Le prime sono realizzate interamente in Pvc, hanno il bordo gonfiabile che funge anche da sostegno alla struttura, si montano e si smontano rapidamente. Risultano molto economiche e hanno costi di gestione decisamente più bassi rispetto alle altre. Alla fine della stagione estive bisogna però necessariamente smontarle in quanto temono le basse temperature. Le piscine Frame sono caratterizzate da una struttura in tubolari d’acciaio e non hanno alcuna parte gonfiabile, di conseguenza non si pone il problema di eventuali forature o danni similari. Rappresentano un convincente compromesso fra la solidità e il prezzo. Le piscine rigide, infine, sono le più apprezzate e richieste perché qualitativamente superiori. Hanno una struttura in acciaio, il rivestimento può essere invece realizzato con diversi materiali fra cui la resina, il metallo e il legno. Non occorre rimuoverle con l’arrivo dell’inverno poiché sono concepite per resistere alle basse temperature e all’azione degli agenti atmosferici. Se si effettua una corretta manutenzione, durano molti anni. Sono più costose rispetto alle piscine autoportanti e alle piscine Frame, ma in realtà il rapporto qualità-prezzo è il migliore. Le piscine fuori terra possono essere circolari, ovali, quadrate, rettangolari, ottagonali: non ci sono particolari limiti in tal senso. Per quanto concerne le dimensioni, la proposta sul mercato è ampia. E dalle dimensioni, così come dai materiali, dipende il prezzo. In linea di massima le piscine in Pvc costano dai 50 ai 5000 euro, per le piscine rigide la forbice va dai 250 ai 7000 euro circa (le più costose sono quelle rivestite in legno), mentre le Frame partono da 200 per arrivare più o meno a 6000 euro. Aggiungiamo però che anche gli utenti più esigenti, generalmente, non spendono più di 1400-1500 e si ritengono comunque soddisfatti.

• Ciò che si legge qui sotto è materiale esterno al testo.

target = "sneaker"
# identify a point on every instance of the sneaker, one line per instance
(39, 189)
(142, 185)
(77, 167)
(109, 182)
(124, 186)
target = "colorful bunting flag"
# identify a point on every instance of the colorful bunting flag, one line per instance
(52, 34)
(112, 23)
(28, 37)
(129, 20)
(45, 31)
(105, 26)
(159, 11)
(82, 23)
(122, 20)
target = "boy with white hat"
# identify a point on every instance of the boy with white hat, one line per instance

I tempi di installazione sono ridotti: i modelli basic in Pvc richiedono dai 30 minuti alle 2 ore; per quelli più elaborati, più grandi e con la struttura in acciaio occorrono un paio di giorni. E la manutenzione? E’ semplice. Basta rimuovere quotidianamente (oppure un giorno sì e uno no) le particelle in sospensione quali insetti, foglie, petali, servendosi di un retino; una volta alla settimana è buona norma controllare e ripristinare il pH, pulire il sistema di filtraggio e trattare l’acqua con il cloro. Quando lo si ritiene opportuno, si spazzolino il fondale e le pareti della piscina e si rimuovano tutti i residui accumulati. Alla fine della stagione, come detto, è preferibile smontare sia le piscine autoportanti che le piscine Frame. Quelle rigide vanno invece pulite con cura e poi coperte con un apposito telo. Rapidità, comodità, versatilità e buona resistenza: tirando le somme, sono questi i principali vantaggi offerti dalle piscine fuori terra. Un altro di non poco conto è che non sono necessari particolari permessi per costruire, in quando si tratta di opere non fisse (contrariamente alle piscine interrate). Tuttavia non mancano le eccezioni, quindi si consiglia di informarsi presso l’ufficio tecnico del Comune competente.